In 2005, 4.2 percent of transit cargo was headed for Sudan, an increase from 2.3 percent in the previous year.

Sudan, Africa’s largest country, has a port on its eastern Red Sea coast, but that is far from the south, meaning Kenya remains a potentially more convenient option.

NEW PORT IN LAMU?

Osero said the Kenyan government was planning a second commercial port at its Indian Ocean island of Lamu, north of Mombasa, to serve Sudan.

The KPA was also in talks with Ethiopian authorities to handle some of the landlocked country’s cargo, Osero said.

Ethiopia currently imports through Djibouti but was seeking an alternative route, he said.
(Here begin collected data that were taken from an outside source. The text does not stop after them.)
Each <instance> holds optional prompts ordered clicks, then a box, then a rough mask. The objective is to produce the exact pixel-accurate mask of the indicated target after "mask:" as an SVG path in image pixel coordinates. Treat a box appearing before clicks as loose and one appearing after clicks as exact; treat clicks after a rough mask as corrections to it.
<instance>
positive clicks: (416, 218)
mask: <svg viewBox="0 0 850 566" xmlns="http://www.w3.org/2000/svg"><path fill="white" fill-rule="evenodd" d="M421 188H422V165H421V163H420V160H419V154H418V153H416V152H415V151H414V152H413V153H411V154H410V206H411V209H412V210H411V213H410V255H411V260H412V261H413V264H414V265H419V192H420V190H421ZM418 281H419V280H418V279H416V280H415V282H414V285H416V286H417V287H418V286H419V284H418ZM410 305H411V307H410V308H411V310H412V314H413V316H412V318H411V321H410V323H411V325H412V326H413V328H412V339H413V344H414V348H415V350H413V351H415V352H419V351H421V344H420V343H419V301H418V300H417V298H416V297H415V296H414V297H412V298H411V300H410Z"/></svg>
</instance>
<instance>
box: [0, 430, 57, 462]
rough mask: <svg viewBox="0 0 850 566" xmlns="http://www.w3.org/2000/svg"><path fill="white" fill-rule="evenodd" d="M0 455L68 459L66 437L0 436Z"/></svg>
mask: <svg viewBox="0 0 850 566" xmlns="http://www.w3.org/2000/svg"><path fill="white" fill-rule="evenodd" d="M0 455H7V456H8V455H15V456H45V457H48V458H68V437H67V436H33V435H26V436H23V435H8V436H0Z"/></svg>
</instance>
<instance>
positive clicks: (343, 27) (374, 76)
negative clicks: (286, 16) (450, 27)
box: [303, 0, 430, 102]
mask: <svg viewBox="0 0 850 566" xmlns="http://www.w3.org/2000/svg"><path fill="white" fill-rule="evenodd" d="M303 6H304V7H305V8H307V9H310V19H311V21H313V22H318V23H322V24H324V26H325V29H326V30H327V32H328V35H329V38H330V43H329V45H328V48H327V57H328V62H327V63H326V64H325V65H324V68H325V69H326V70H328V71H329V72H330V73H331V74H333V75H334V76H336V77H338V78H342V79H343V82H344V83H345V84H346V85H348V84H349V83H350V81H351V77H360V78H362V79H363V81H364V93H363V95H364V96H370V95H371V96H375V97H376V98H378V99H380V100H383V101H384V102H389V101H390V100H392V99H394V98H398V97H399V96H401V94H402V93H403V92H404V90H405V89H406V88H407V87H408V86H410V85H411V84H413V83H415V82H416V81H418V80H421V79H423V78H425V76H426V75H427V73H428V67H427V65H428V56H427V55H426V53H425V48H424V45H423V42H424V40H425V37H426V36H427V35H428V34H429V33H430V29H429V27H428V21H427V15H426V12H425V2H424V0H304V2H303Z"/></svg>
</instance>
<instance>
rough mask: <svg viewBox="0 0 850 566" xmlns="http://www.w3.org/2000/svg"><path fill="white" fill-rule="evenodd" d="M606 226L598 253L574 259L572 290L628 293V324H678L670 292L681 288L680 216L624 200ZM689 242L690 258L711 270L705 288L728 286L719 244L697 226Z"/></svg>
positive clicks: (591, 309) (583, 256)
In 2005, the Mombasa port handled 13.3 million tonnes, 3.5 million of which was headed for hinterland countries.

“Our container terminal can handle 250,000 TEUs (twenty-foot equivalent units)but for the last 5 years, we’ve surpassed this capacity. It is now saturated,” Osero said. In 2005, the port handled 436,631 TEUs, almost double its design capacity.

Osero said that KPA plans to increase its container storage space to deal with the congestion.

The port is suffering from a snarl up in the removal of cargo due to an inefficient railway system and a dilapidated road network.

Currently, the container terminal has 2,803 ground slots which can hold 9,800 containers when stacked 3 high.

“After completion of the expansion programme by end of August 2006, the ground slots will increase to 4,133 and can hold 14,500 containers when stacked 3 high,” he said.

KPA recently modernised its equipment and is seeing faster unloading of ships. But their transfer to importers is slow as Kenya Railways, a state corporation, has been unable to upgrade its locomotives and rails to accomodate cargo from the port.

The railway takes less than 30 percent of cargo and the rest by road, although rail is the cheaper mode of transport.

Many importers have resorted to moving their merchandise by roads using trucks, but Kenya’s potholed roads have made it an expensive and time consuming venture.

Kenya and Uganda have jointly awarded a concession deal to a consortium led by South Africa’s Sheltam Trade Close Corporation to operate the two countries’ railways systems.

Osero said the new management was expected to start work at the cash-strapped Kenya Railways at the beginning of August.